LONG DISTANCE

How come with most calling plans from any of the big phone service providers it’s more expensive to make an in-state long distance call than an out of state one?


Now is the time for all good men to come the the aid of their gazorninplatt.

Uhh, maybe because they make more money that way ?

Oh, you don’t need to use all-caps. We can read the smaller letters without glasses.

I really hate that. Calling a place 30 miles away costs more than a place 3,000 miles away? What the F*** is that S*** ?

I believe that’s because those calls (I’ve heard them referred to as “local long-distance”) traditionally haven’t experienced the competition that “real” long-distance calls have. I don’t think you have the option of selecting your local-long-distance carrier.

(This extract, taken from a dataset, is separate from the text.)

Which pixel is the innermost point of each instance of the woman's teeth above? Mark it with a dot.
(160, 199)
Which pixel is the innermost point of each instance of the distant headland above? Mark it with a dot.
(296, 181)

Of course, as other options such as cell phones become more viable competition begins to appear from other directions.

We finally got a plan through MCI where all in-state and out-of-state calls, any time, are 5 cents a minute. $8.95 a month. We compared phone bills for a couple of months before signing up for it. Figure it might save us $10 a month or so.

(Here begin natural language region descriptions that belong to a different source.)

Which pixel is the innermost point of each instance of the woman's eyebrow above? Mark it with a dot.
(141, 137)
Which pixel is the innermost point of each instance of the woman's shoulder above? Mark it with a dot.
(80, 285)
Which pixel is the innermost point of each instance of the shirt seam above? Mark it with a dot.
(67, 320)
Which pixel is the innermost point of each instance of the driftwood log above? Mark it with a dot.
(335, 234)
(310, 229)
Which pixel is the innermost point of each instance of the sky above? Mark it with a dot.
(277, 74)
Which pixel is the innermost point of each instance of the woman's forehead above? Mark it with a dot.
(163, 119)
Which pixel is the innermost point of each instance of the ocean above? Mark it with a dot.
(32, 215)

Long distance carriers traditionally do not have local service capabilities, although that is rapidly changing. Judge Green, the Yoko Ono of telecommunications, restricted AT&T (and by default, MCI, Sprint and the other LD competitors) from local service when the Bell System was broken up. AT&T never really did provide local service, if you wanted to make a call from NYC to Buffalo, that was courtesy of New York Telephone, and possibly a half dozen other companies in between who actually provided the physical facilities for the call. Some of these companies were owned by AT&T, some were not. All added to the bill though. It is still more or less true today.

I think it has something to do with the fact that interstate calls are regulated by the federal government, but intrastate calls are only regulated by the state governments.